Consider your goals. If you’re selling low four figures now, and you want that first ten k project, and the answer to that question is you’d need to start working with different types of clients. Then start down that path of exploring how to get around other people. Change your habits. Instead of attending the local WordPress meetup, attend a conference that is not in our industry. You’ll quickly be blown away at the millions of dollars spent. A customer of mine just when to a pet food expo with thousands of potential businesses in his niche. - Push yourself a little on every deal: Weynand at Mighty Citizen didn’t start at seven-figure deals. In my conversations with him, he began in his college dorm selling websites for a few thousand dollars (just like everyone else). Weynand kept pushing himself on every deal. Progress might seem slow in a year, but the power ofcompounding interest affects this type of effort as well. Nick’s business is nineteen years old, those little pushes along the way add up to significant numbers.
Now Go Forth
If you started today believing that getting seven-figure work was impossible, I hope by now I’ve helped you see that not only is it possible, but it is well within your grasp over your lifetime. I don’t think my recommendation would be to go from selling a four thousand dollar website to a million dollar project next week. There is much risk with more significant projects. Complexities with larger scopes and more people involved.
I’ve seen several agencies crumble (or go through needlessly stressful downturns) because they overcommit their business to a big whale project. Think of building up your project budgets like lifting weights or other physical activity. You need to stress out your muscles within an acceptable range. Tissue grows, and then you can lift bigger and bigger weights until you become Arnold.
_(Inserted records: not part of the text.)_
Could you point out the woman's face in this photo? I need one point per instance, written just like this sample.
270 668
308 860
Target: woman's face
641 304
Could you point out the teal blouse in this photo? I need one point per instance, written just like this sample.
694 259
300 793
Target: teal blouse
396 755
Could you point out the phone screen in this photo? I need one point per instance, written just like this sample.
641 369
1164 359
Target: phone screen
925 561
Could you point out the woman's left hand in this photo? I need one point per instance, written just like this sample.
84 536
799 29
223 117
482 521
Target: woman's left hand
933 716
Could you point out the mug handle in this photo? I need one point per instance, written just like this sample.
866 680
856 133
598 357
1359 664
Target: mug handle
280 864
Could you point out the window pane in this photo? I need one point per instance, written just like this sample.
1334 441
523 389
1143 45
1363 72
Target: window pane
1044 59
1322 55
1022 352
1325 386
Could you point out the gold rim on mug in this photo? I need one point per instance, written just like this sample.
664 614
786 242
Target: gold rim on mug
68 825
Doesn’t happen overnight, but surprisingly can occur within a couple of years.
If you go down the path to seven-figure work, the skills that you have today might not be as relevant. You might find yourself spending more of your time hiring and recruiting talent, pushing spreadsheets around to calculate cost analysis, and flying to pitch meetings.
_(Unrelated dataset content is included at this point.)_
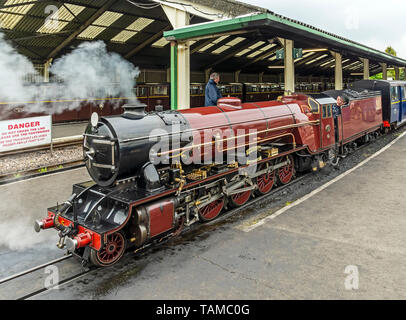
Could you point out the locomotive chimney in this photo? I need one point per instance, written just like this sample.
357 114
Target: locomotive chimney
134 111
The good news is that those are solved problems. They take time to learn, and you need to grow into that line of work over time. The first step is setting your mind to this goal. Determining that you want to get there one day is the most critical part of the whole opportunity.
As I’ve seen from the inside of many agencies, bigger isn’t always better. I’ve met agency owners of one or two people firms that make far more profit at the end of the year than some big shops. Some have incredible flexibility in where and how they choose to work.
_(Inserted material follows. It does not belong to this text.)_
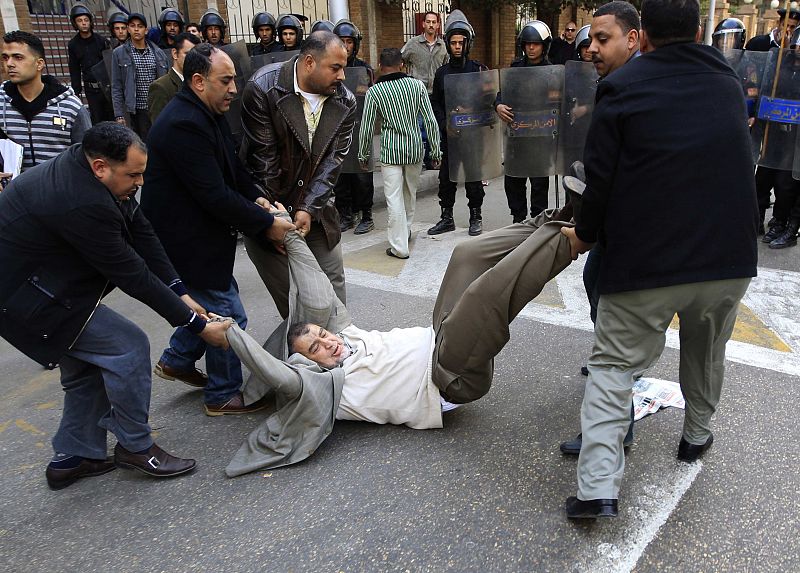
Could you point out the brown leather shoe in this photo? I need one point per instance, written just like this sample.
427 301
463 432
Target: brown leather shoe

The last and most important question you’ll need to ask yourself is why.
Asking this question is where our egos are terrible guides. If you want to sell seven figure work so you can tell people you sell seven figure work, that is not going to get you there (or maybe it would, but once you arrive, you might not have the stomach to stay). However, if you look at the organizations making these investments, and see problems, you could help them solve, and you see that as rewarding and meaningful work, then perhaps this is a journey you should consider.
Regardless of whether seven figure work is right for you, I do hope that you push yourself outside of your comfort zone at some level. Whether that is with the size of work you are pursuing, or the focus you have on a specific market. Growing yourself is just as important as increasing your revenues.
And remember to enjoy the journey along the way.